If one parent chooses to lie to the child after the breakdown of a relationship between the two parents, that choice will have consequences sooner or later.

It does not matter whether this decision is well-intentioned in that the parent is attempting to make a clear break from the past and move on with the child because the relationship did not progress as expected.

However, since a parent is an identity marker for a child and if eventually, the child finds out that they were lied to, it creates mistrust.

 “It is important for the present parent not to paint a negative picture of the other parent and essentially drag the child into their differences.

If possible, parents can have an intentional co-parenting relationship to ensure the child doesn’t have any negative impact as they grow up,” she says.
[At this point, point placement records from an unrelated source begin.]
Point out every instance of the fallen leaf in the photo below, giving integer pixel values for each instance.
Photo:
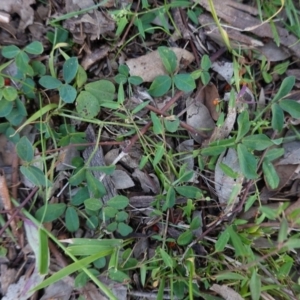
(150, 65)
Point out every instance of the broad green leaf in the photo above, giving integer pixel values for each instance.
(103, 90)
(10, 51)
(185, 238)
(270, 175)
(93, 204)
(292, 107)
(81, 195)
(22, 62)
(167, 259)
(189, 192)
(222, 241)
(273, 154)
(24, 149)
(184, 82)
(5, 107)
(237, 243)
(172, 125)
(247, 161)
(81, 76)
(118, 202)
(243, 124)
(35, 175)
(67, 93)
(285, 88)
(168, 58)
(72, 219)
(49, 82)
(43, 256)
(70, 69)
(277, 117)
(157, 123)
(34, 48)
(257, 142)
(87, 105)
(135, 80)
(9, 93)
(255, 286)
(159, 153)
(205, 62)
(170, 199)
(50, 212)
(160, 86)
(124, 229)
(283, 231)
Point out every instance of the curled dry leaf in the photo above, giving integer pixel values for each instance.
(150, 65)
(228, 188)
(199, 117)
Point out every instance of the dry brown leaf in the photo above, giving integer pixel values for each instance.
(226, 292)
(22, 8)
(199, 117)
(150, 65)
(212, 95)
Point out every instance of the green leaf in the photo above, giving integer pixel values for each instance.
(247, 161)
(121, 216)
(67, 93)
(283, 231)
(103, 90)
(292, 107)
(255, 286)
(270, 175)
(237, 243)
(285, 88)
(49, 82)
(87, 105)
(34, 48)
(189, 192)
(10, 51)
(159, 153)
(257, 142)
(169, 59)
(118, 202)
(222, 241)
(167, 259)
(157, 125)
(160, 86)
(243, 124)
(185, 238)
(81, 76)
(71, 219)
(10, 93)
(172, 125)
(205, 62)
(50, 212)
(35, 175)
(93, 204)
(170, 199)
(5, 107)
(273, 154)
(124, 229)
(277, 117)
(135, 80)
(24, 149)
(70, 69)
(184, 82)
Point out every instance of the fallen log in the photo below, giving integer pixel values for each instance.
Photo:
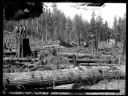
(90, 60)
(14, 59)
(83, 55)
(59, 77)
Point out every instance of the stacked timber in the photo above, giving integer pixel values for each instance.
(59, 77)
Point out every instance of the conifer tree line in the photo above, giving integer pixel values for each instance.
(52, 25)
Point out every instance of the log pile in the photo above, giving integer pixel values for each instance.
(59, 77)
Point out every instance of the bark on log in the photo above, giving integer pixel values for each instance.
(59, 77)
(17, 59)
(90, 60)
(82, 55)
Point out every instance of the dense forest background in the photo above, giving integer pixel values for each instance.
(52, 25)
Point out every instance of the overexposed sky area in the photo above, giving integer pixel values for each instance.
(107, 12)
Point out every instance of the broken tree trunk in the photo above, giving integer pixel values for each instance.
(90, 60)
(58, 77)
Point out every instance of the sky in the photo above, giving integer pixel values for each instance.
(107, 12)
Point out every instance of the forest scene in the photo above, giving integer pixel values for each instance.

 Wambua adds that the absence of a parent must be well-managed by the present parent.

And there are certain pillars to help with this including taking introduction slowly, meaning they should not assume everything will go fine; being realistic and not setting both themselves and the child up for unrealistic expectations; being sure the child is ready, which could involve preparing for arising questions and conversation ahead.

It also means dealing with unfinished business in the relationship with the other parent to avoid dealing with them through the filters of pain.

“In an ideal situation, children should be nurtured in an environment with both parents. However, this may not always be possible; therefore, families must adjust accordingly and  keep the child’s the best interest in mind at all times,” adds Wambua.